SaaS Burn Rate
What is the SaaS burn rate?
SaaS burn rate is yet another important metric that SaaS companies need to keep a close eye on. It represents the amount of money a company spends over a period of time.
This term is used in the startup phase of the SaaS business where you need to invest a lot of money. Only by investing a significant amount in the “burn” out stage can you hope to establish your position on the market.
Gross Burn Rate and Net Burn Rate for SaaS companies
The total cost of the company expenses for a period of time (one month, several months, or a year) is a gross burn rate.

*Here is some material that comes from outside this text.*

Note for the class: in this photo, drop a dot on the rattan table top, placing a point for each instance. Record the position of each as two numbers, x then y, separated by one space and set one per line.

- Gross burn rate = monthly expenses
Another one is the difference between earned revenue minus expenses:
- Net burn rate = profit – expenses
Both of these burn rates are equally crucial as other SaaS metrics. During the startup phase of your SaaS business, your expenses are high while your profit is pretty much non-existent. In today’s terminology when someone says “burn rate” it means “net burn rate”. By calculating it you can see how much money you are “burning” and how much more time you can withstand that deficit before using all the money you have. So for example: If your burn rate is 50.000$ per month and you have a budget of 500.000 $, you can hold your ground for the next 10 months before bankruptcy. This amount of time that you can still burn money without earning it back is usually defined as “runaway”. So in this particular case, your runaway period would be 10 months.
It is important to note that your monthly costs won’t stay the same. If you spent less or earn more your burn rate will decrease and vice versa. Basically, there are three possible scenarios when it comes to burning rates:
- If profit < expenses = negative burn rate (losing money);
- If profit = expenses = even burn rate (you neither lost nor gained money);
- If profit > expenses = positive burn rate (profit).
Your end goal is the moment when revenue is greater than the costs. In other words, the goal is to start making a profit from your SaaS business as soon as possible.
Buy yourself more time
Most SaaS startup businesses can’t be profitable soon. They require a lot of time. So, you have a higher chance of just running out of money (cash balance) before you gain any significant revenue. So how can you buy yourself more time? By selling equity for funding from investors. This is the most used option. If your revenue is not increasing enough you don’t have much choice. With this method, you are buying more time for your company by selling a part of the ownership.
You need to fully understand yours and your team’s capability in managing your burn rate if you want to succeed in the SaaS landscape.
A well-calculated and implemented SaaS burn rate strategy will distinguish your successful startup from the plethora of unsuccessful ones.